Swiss Army Man sets out its stall early on, opening on a suicidal man, trapped on a desert island, attempting to hang himself. When his noose breaks, he notices something in the surf: a pale, lifeless body with a serious case of post-obit flatulence. So powerful are his pumps that they can propel him through the ocean and, before the opening credits appear, our stranded protagonist has mounted this farting corpse and is riding it triumphantly to safety.
As openings go, it’s a ballsy move and is likely to alienate as many viewers as it enthrals. But if you can get on board with the body humour – most of it fart-based, some of it worse – then Swiss Army Man is a unique and richly rewarding experience. What other film explores love, hope, loneliness and our need for human companionship – as well as just about anything else you want to read into it – through a dead body and a series of off-kilter dick jokes?
Paul Dano stars as Hank, our stranded protagonist. Nothing revealed of how he came to be stranded in the first place or really anything about his life, at least at first. We only really start to learn about him when he starts talking to the corpse, which he names Manny and is played with an unflinching grimace and impeccable physical comedy chops by Daniel Radcliffe. As well as his farting powers, Manny comes in useful in a number of different ways: his rigid body can act as a spring-loaded catapult or create a spark big enough to start a fire; his belly seems to hold a near-endless amount of drinking water that spews from his mouth like a demented Coke machine; and his erection acts as a compass, guiding Hank through the woods.
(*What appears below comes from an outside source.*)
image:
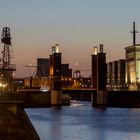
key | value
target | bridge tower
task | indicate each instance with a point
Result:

Despite all of his abilities, the main thing Manny provides is company; he gives Hank someone to talk and eventually, he starts talking back. Manny has no memories of his previous life and doesn’t seem to know what anything is, allowing Hank to spend hours explaining everything to him. Whether intentional or not, it somehow fits perfectly that Hank – a sad, self-involved millennial – would relish the opportunity to have someone to teach about everything and spill all of his opinions to, even on subjects he plainly knows very little about.
It’s one of many subversions of the typical Sad White Guy indie formula that the film could have – and in some ways, still does – adhere to. First time writer-directors Dan Kwan and Daniel Scheinert – collectively known as Daniels – don’t have as much sympathy for their leading man as many others in this genre and aren’t afraid to his rougher edges. The more we learn about Hank, the creepier he seems, particularly once he starts using Manny to help act out a fantasy meet cute with Sarah (Mary Elizabeth Winstead), the girl who’s face adorns his phone’s lock screen. The twee inventiveness and hand-crafted feel of these scenes recall Michel Gondry, as Hank crafts elaborate sets from whatever he can find – sticks, leaves, trash – to recreate encounters with Sarah. However, it quickly becomes clear that their relationship isn’t what Hank would have you believe and these revelations add another note of ambiguity to a film littered with them.
Though it grabs the attention with a farting Daniel Radcliffe, Swiss Army Man ultimately holds it with a story that’s rich and compelling, and open to any number of different interpretations. It’s no doubt a divisive film, with the puerile humour and the extreme levels of quirk – the soundtrack is a series of acapella songs sung by Radcliffe and Dano – but if you can get on the film’s wavelength, it’s a massively rewarding experience.